Estamos a espera de um milagre, aqueles que não acreditam ou fazem pouco caso da ciência, esperam agora que os cientistas encontrem a vacina, enquanto vacina para as antigas infecções gripais estão começando a estar disponíveis nos postos de saúde no Brasil.
A lição do ponto de vista médico é que esta doença que tomou aspectos de pandemia nos ensina já são definitivas, que a saúde das pessoas é mais importante que a doença, que podemos todos nos ajudar se cada um fizer bem sua parte, e que ninguém fará nossa parte por nós, o governo e as autoridades sanitárias podem conscientizar, mas dependem de atitudes individuais, culturais.
O filósofo |Peter Sloterdijk trabalhou num sentido mais ampla a ideia de imonologia e co-ímunidade, a ideia que não podemos nos livrar de todos os vírus e microorganismos que sempre fizeram parte da vida, e que agora se atacados e trabalhados pelo conjunto da sociedade podem ter seus efeitos reduzidos, embora eles pareçam cada vez mais agressivos, a influenza alguns anos atrás parece uma gripe comum perto do corona vírus e seu alcance e agressividade.
Herdeiro da fenomenologia, mas misturado a Nietzsche, e co-herdeiro de Heidegger com Byung Chul Han, criou uma nova e surpreendente antropologia para o além do humano, ao definir o homo sapiens como resultado de uma inacabada e infinita autopoiesis (do grego auto próprio e poiesis, criação), assim vamos em cada embate com a natureza nos auto “criando” e revendo.
A revisão deste momento é interessante e será inacabada porque os resultados para a economia e a própria estrutura social futura ficarão indefinidos e dependentes de decisões, porém o combate conjunto de povos e nações a pandemia cria uma nova “ação conjunta”, que Sloterdijk chama de co-imunidade, isto é, criar defesas conjuntas e uma imunologia além do humano.
Em relação a Heidegger ultrapassa o ser-aí para o ser-com, não apenas porque cria uma visão antropológica da relação humana, mas que mostra a eficiência de ação conjunta onde cada um faz sua parte, e a imunidade do todo, depende do rearranjo em rede de cada parte individual.
Em resposta a uma pergunta feita em 2018 a ele (do programa Fronteiras do pensamento) explica sua imunologia assim: “Não nos esqueçamos: a palavra “imunologia” é uma metáfora emprestada por juristas aos biólogos.
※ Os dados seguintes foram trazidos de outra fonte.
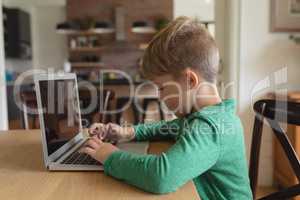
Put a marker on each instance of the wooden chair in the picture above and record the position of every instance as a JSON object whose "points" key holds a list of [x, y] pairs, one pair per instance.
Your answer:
{"points": [[28, 100], [104, 99], [275, 112]]}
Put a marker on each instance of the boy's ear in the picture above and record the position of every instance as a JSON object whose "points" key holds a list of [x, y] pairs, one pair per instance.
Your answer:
{"points": [[192, 78]]}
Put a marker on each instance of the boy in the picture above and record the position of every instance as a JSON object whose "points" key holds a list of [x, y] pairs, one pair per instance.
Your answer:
{"points": [[183, 61]]}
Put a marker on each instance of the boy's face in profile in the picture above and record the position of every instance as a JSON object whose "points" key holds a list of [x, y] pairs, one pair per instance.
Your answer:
{"points": [[173, 91]]}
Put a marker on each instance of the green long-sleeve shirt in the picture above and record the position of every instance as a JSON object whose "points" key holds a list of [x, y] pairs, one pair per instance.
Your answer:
{"points": [[209, 150]]}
Eu dou um passo adiante, estendendo o conceito de immunis (que em latim significa “livre dos deveres”) à dimensão religiosa.”.
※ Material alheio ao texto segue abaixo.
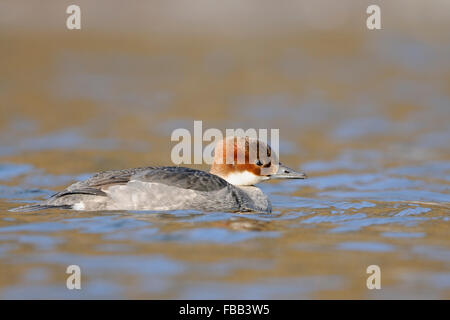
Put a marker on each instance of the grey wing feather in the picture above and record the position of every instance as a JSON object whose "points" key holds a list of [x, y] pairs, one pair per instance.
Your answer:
{"points": [[174, 176]]}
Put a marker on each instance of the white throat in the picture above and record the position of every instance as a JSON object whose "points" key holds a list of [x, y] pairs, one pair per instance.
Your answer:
{"points": [[244, 178]]}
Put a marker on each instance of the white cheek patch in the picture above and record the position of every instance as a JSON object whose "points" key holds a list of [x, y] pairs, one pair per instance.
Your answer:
{"points": [[79, 206], [244, 178]]}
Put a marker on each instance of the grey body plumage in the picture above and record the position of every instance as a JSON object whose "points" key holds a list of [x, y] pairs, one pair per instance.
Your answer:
{"points": [[157, 188]]}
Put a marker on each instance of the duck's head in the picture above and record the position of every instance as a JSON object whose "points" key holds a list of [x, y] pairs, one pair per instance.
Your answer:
{"points": [[245, 161]]}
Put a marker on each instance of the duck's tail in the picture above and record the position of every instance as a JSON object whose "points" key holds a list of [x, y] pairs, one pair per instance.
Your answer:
{"points": [[37, 207]]}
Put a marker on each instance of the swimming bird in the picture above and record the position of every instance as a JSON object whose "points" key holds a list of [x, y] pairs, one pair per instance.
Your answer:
{"points": [[239, 163]]}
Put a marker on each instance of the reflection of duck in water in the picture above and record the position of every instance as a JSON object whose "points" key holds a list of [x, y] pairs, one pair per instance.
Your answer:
{"points": [[228, 186]]}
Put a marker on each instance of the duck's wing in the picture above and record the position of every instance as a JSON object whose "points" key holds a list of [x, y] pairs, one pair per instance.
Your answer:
{"points": [[185, 178]]}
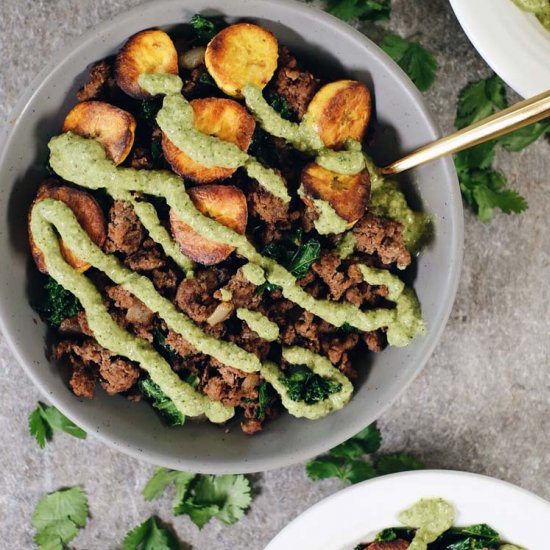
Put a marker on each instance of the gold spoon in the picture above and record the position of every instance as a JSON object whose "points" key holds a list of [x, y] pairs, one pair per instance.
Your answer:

Comparando-a ao sistema de Luhmann afirmou, continuando o pensamento anterior:
“Enquanto para Niklas Luhmann o sistema legal seria o sistema imunológico do sistema social, a esferologia afirma que a religião é o sistema imunológico original da sociedade”, e este seria a antropologia para além do humano, entrando numa dimensão de transcendência religiosa.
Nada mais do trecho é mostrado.